QUEENS, N.Y. (CN) — In a Valentine’s Day breakup for the books, Amazon pulled the plug Thursday on its embattled plan to build a headquarters in New York, citing opposition from local politicians.
The popular online retailer said it has no plans to look for another location but will continue growing existing offices in Arlington, Virginia, and Nashville, Tennessee.
“After much thought and deliberation, we’ve decided not to move forward with our plans to build a headquarters for Amazon in Long Island City, Queens,” the company said today in a statement.
For the past several months, Amazon had faced massive protests and regulatory pushback over its plans to build in New York, which had promised the company $3 billion in tax incentives in return for its business.
Though the incentives seem consistent with what another large company would receive in the city, Amazon faced pushback in particular because of its status as the world’s largest online retailer. Founder Jeff Bezos is the richest person in the world, with a net worth of about $135 billion.
The issue has fiercely polarized New Yorkers, particularly New York Democrats. Last week, two Amazon officials told the Washington Post the company was reconsidering the Queens location because of local opposition.
Negotiations had been fraught from the start: In a rare show of teamwork by the two Democrats, New York City Mayor Bill de Blasio and state Governor Andrew Cuomo embarked on a quiet negotiation process with Amazon without the involvement of New York City Council.

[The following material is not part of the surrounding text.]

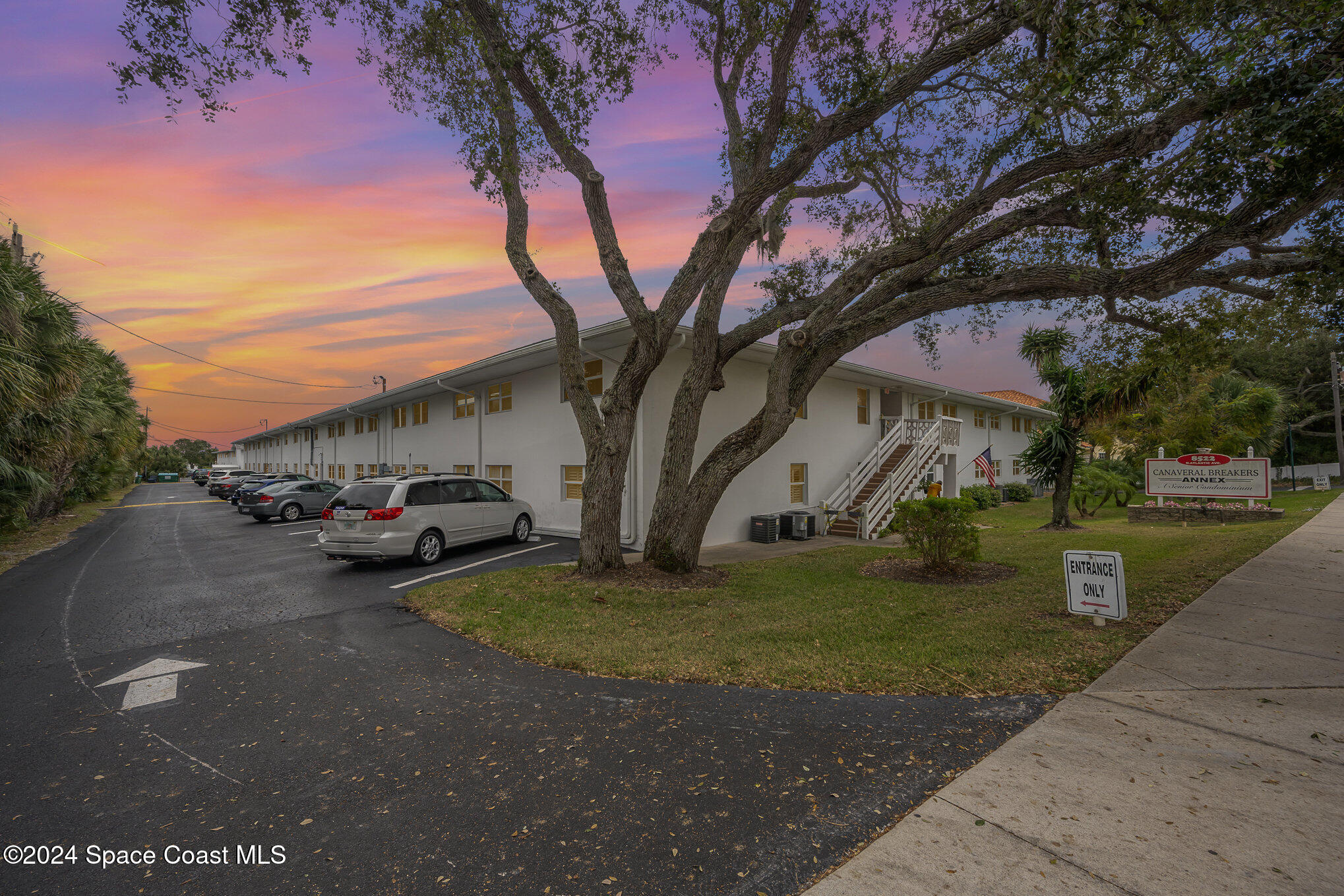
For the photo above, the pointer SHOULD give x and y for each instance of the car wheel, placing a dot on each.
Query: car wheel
(429, 549)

Proponents for the deal did little to show or prove how it could benefit the community, city and state, while the minority protesters — including union leaders and U.S. Rep. Alexandria Ocasio-Cortez, a Democrat who represents parts of Queens, were loud and well-organized.
At the first City Council oversight hearing, employees of Amazon’s Staten Island warehouse announced plans to unionize, citing poor working conditions and long hours. During the hearings, Amazon reps refused to agree to neutrality.

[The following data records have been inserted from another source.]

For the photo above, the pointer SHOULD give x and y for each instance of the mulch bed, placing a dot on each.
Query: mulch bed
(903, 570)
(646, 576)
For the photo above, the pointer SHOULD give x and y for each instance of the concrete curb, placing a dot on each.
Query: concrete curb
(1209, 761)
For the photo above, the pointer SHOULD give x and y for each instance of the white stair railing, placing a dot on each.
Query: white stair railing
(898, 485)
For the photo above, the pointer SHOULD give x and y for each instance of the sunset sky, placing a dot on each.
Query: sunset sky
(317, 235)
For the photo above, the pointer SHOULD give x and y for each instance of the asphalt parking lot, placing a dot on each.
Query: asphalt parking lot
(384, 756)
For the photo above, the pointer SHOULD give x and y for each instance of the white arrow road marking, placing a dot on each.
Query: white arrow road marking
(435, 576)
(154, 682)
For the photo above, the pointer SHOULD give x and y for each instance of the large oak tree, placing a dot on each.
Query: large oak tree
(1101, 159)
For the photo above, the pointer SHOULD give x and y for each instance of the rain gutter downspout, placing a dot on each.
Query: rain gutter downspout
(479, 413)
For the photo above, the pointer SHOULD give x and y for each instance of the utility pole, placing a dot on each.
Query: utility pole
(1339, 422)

“New Yorkers made it clear Amazon wasn’t welcome in our city if it would not respect our workers and our communities,” George Miranda, president of Teamsters Joint Council 16, said in a statement Thursday. “Apparently, the company decided that was too much to ask.”

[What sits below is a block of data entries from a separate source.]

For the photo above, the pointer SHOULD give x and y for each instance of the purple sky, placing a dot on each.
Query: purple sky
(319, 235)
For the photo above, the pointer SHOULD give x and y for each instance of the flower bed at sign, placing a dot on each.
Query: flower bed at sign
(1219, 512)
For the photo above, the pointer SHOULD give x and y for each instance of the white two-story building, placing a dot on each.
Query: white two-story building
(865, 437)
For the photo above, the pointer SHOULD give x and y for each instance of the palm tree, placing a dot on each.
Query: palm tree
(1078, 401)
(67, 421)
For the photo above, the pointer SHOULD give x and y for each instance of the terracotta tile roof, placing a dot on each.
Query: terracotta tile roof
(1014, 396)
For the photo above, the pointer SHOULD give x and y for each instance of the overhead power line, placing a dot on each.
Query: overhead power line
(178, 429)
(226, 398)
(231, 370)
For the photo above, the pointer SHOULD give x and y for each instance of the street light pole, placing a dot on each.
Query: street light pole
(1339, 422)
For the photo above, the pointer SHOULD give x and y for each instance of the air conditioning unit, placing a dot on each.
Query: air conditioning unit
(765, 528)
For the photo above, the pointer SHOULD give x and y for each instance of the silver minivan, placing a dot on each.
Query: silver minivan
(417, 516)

Jimmy Van Bramer, the council member representing the Queens neighborhoods of Sunnyside, Woodside, Long Island City, Astoria and Dutch Kills, made similar remarks at the most recent hearing. “It’s a union-busting deal from the beginning,” he said.
Van Bramer criticized Amazon for throwing around the figure that the new headquarters would bring 40,000 jobs, while only setting aside 30 customer-service jobs at the offset for New Yorkers who get housing subsidies.
On Twitter today, Van Bramer celebrated Amazon’s announcement.
“Defeating an anti-union corporation that mistreats workers and assists ICE in terrorizing immigrant communities is a victory,” he wrote. “Defeating an unprecedented act of corporate welfare is a triumph that should change the way we do economic development deals in our city & state forever.”
State Senate Deputy Leader Mike Gianaris, who represents Long Island City in Albany and also opposed the deal, had started using the hashtag #Scamazon on Twitter. Earlier this month he was recommended to an obscure state board that could have reviewed and possibly blocked the project.
“Today’s behavior by Amazon shows why they would have been a bad partner for New York in any event,” Gianaris said in a statement. “Rather than seriously engage with the community they proposed to profoundly change, Amazon continued its effort to shakedown governments to get its way.”